The first day of PAX East 2017 began at 10 a.m. By 10:23, WPI’s Interactive Media and Game Development (IMGD) booth was packed.
What began as a collaboration more than a term in the making with University Marketing and Communications manifested March 10–12 as a booth full of color, freebies, and most important, video games. “I'm just really excited to be here,” said Erik Cerini, gesturing toward the vast PAX expanse before greeting a booth visitor with a warm, “Hi! Are you interested in WPI?”
Kelly Zhang welcomes a booth visitor.
Cerini, Kelly Zhang, and Matt Szpunar were the student representatives for this year’s booth, working with Marketing to ensure WPI would have a stronger, more impactful, and professional presence than ever before. Over the course of the weekend, the three, along with a handful of IMGD professors and fellow students, rotated in and out of the booth, taking turns explaining the games on display, directing visitors to appropriate resources, and making them excited about everything going on at WPI, from pre-college programs to the IMGD major itself.
In addition to a strong presence at the convention, IMGD students took to Twitter, posting trivia questions every few hours about their games on display and about WPI in general. If attendees knew an answer to a question, they could tell one of the students at the booth and win a prize. A photographer and writer were also covering the convention and posting snapshots and updates to WPI’s Twitter and Facebook pages, helping those who weren’t attending to get a bit of the PAX experience themselves.
Ichiro Lambe (center) and Francesca Carletto-Leon
participate in a panel moderated by Monty Sharma of
MassDiGI.
The IMGD booth offered four student-created games ranging from virtual reality to 3-D puzzles, ensuring there would be something for everyone to enjoy. Games were chosen based on playability and whether players could jump into the game, get a taste of it, and complete it quickly. Booth visitors could immerse themselves in a horror-themed virtual reality game called ARIN, a single-player twitch platform game called bounce.wav, a 3-D puzzle game called Velum, and a two-player competitive game called Summon Me Something.

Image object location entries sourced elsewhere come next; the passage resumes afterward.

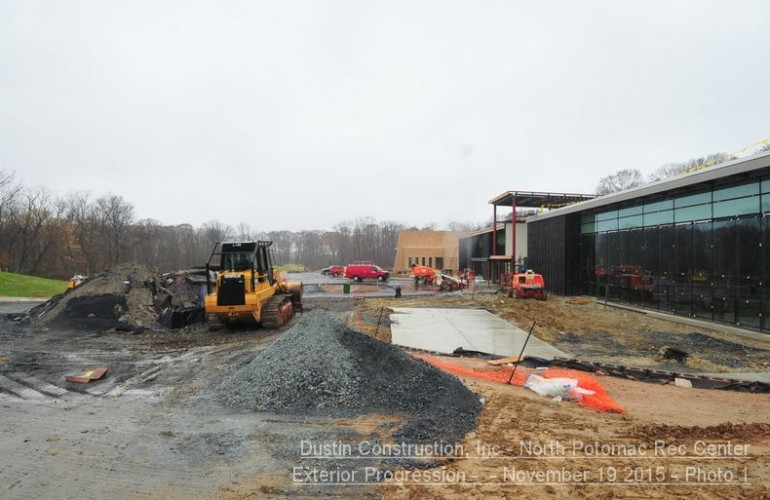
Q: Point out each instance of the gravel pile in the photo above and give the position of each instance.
(322, 367)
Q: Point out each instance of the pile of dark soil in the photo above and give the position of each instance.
(321, 367)
(130, 297)
(121, 298)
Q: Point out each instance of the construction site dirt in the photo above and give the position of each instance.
(158, 425)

“[Summon Me Something] was created by three students in 48 hours for Global Game Jam, and was actually shown first at TouchTomorrow,” Cerini explains, “so we knew it would work well here at PAX."
WPI’s presence wasn’t just felt at booth 15127; some alumni sat on several panels and showcased games in booths of their own around the show floor. Francesca Carletto-Leon, co-founder of Contigo Games studio, along with alums Chris Chung and Ichiro Lambe spent Friday morning on a panel run by Mass DiGI advising aspiring game developers, offering advice on how to improve their game pitches and what they can expect to encounter during the development process. Chung discussed the trials and tribulations of working as a QA tester in games later that afternoon, and on Sunday Carletto-Leon and alum Ken Gagne participated in a panel called “Life After Graduation,” where they reflected on what they learned at WPI and how their education prepared them for, well, life after graduation.
Francesca Carletto-Leon and Chris Chung following
their panel.
Carletto-Leon explained, “I decided to go to WPI because they separate the game development major into two tracks, a technical one, and one with more of an art focus. But either way, you take classes in both and become a well-rounded developer [by the time you graduate]. I’m working on my own game and it’s really handy to know all of these different aspects of development.”
In addition to their passion and organization—something WPI students and alumni embodied over the course of the weekend—was camaraderie. There were times when the booth was especially crowded, and WPI students who weren’t working the booth but had stopped to say hello quickly donned WPI IMGD shirts and assisted their peers in handling the traffic and explaining the basics of the program to visitors.
Ralph Sutter, IMGD professor and co-advisor of the project, emphasizes the importance of having a booth alongside major companies like Blizzard Entertainment, Nintendo, the Indie MEGABOOTH, and Adult Swim Games. “[PAX] is a great place to be, because everyone is showing off finished products," he said, "and our booth and games show that WPI gives students all the tools and experience they need to make that happen, too.”